A major criticism from Sánchez-Tójar et al. is that Yin et al. did not
fully account for non-independence in the data. As only accounting for
phylogenetic non-independence changes the results (Supplementary
information 5 in Sánchez-Tójar et al. and Fig. S1), the discussion will
focus on this point. First, as we have briefly addressed in Yin et al.,
ignoring phylogenetic structure is not because it is unimportant or
non-exiting, but because such non-independence due to a shared common
ancestor probably very weak and extremely difficult, if not impossible,
to estimate with our data. The data include both plants and animals that
are so remotely related, that too many events such as independent
selection get involved in the evolution of these organisms, thus
substantially weakening the constraints imposed by the common ancestor.
Furthermore, our data include various nonhomologous traits measured for
different species. The common ancestor of these traits, if any, is
difficult to be approximated with the phylogenetic relatedness of
species.
Even if such approximation was properly, the approach of the comment
still has issues. First, the authors employ the Brownian motion model
(Felsenstein 1985) to estimate the variance-covariance matrix (Fig. 1),
which assumes evolutionary change to be gradual with time and the
absence of selection that could change the rate of evolution. While such
a neutral assumption may hold for short evolutionary time or small
phylogenies, it is hardly applicable to our data including plants and
animals. Second, the Brownian motion model requires using coalescence
time to estimate branch lengths, but the authors use the number of
leaves of subtrees (Grafen 1989) instead. Such estimation is biased by
the sample size along each branch; e.g., underestimation of the branch
length of gymnosperm (Supplementary information 3.1 in
Sánchez-Tójar et al. and Fig. S2).
Ignoring these assumptions and blindly employing phylogenetic structure
can dramatically reduce statistical power, leading to overly
conservative results.
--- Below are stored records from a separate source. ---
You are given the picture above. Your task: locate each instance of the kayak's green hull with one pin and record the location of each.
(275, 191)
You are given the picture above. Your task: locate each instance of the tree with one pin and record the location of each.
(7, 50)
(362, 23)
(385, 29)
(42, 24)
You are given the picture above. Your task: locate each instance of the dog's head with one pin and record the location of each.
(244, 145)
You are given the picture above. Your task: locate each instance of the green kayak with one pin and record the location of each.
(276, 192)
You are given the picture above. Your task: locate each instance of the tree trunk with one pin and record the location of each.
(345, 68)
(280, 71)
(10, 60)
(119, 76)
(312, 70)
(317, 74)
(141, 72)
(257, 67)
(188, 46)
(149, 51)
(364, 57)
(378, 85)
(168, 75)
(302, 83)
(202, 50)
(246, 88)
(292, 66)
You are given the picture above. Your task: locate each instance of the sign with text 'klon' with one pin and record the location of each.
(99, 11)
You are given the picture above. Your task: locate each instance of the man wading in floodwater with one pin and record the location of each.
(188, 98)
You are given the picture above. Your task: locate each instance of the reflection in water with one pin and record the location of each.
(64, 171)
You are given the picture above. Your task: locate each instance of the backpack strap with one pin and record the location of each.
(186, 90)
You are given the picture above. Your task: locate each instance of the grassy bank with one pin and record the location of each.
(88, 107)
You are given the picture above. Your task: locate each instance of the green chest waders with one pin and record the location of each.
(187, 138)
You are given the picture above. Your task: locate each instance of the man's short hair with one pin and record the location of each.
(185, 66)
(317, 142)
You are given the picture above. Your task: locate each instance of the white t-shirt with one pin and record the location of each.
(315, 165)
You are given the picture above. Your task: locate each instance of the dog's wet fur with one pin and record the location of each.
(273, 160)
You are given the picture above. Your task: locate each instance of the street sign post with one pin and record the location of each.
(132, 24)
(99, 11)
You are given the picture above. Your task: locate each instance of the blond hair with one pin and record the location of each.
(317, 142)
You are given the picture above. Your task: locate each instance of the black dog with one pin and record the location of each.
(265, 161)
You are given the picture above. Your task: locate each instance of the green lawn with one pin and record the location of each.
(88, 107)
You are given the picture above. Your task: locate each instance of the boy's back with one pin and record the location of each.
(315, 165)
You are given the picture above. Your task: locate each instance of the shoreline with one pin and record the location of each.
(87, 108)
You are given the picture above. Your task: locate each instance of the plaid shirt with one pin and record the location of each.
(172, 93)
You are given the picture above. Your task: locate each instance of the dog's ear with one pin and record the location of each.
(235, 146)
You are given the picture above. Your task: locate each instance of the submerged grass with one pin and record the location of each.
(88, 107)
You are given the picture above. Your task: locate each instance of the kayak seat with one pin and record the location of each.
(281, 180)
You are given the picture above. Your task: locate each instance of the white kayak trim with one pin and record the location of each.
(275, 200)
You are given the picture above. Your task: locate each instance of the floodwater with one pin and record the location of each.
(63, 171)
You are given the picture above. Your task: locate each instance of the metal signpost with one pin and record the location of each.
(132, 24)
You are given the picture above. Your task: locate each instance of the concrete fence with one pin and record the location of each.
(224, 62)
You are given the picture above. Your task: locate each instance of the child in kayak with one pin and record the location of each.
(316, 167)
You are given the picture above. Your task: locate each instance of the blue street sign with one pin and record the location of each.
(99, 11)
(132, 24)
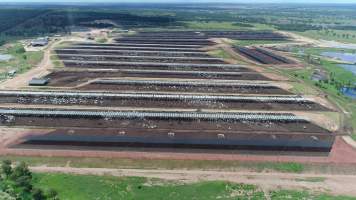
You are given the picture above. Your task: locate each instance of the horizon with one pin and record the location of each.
(180, 1)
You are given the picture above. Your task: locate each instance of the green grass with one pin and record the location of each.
(211, 25)
(336, 73)
(90, 187)
(331, 36)
(21, 61)
(86, 187)
(301, 195)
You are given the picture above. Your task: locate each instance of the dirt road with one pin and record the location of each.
(40, 70)
(334, 184)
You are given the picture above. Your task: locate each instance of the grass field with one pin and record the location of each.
(211, 25)
(331, 35)
(89, 187)
(21, 61)
(342, 77)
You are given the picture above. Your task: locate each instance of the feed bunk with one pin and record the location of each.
(275, 56)
(158, 100)
(118, 65)
(213, 86)
(132, 53)
(187, 46)
(248, 131)
(136, 48)
(141, 58)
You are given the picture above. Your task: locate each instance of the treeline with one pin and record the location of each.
(16, 183)
(9, 18)
(39, 23)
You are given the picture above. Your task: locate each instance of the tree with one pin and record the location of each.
(6, 196)
(52, 194)
(38, 194)
(6, 168)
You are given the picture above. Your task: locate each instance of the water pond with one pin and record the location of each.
(349, 92)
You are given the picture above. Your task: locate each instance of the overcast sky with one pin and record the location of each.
(190, 1)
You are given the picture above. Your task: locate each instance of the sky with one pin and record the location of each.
(187, 1)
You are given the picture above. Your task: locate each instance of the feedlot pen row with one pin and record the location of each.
(155, 53)
(74, 78)
(160, 100)
(153, 65)
(169, 140)
(140, 59)
(121, 44)
(236, 122)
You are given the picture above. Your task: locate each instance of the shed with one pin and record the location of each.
(39, 81)
(39, 42)
(11, 73)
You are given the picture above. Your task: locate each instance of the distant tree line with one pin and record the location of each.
(31, 23)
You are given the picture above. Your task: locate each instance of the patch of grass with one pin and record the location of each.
(21, 61)
(292, 194)
(333, 35)
(87, 187)
(338, 77)
(216, 25)
(90, 187)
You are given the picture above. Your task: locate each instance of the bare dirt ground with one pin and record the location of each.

This approach appears to reduce the independent
sample size to three referring to three major clades of plants,
invertebrates and vertebrates, with high variance-covariance
coefficients (>0.6) within each clade (Fig. 2). Although
alternative evolutionary models can generate significant results (Fig.
S1), I do not consider these models to be reasonable, as critical
assumptions have been violated before adopting them.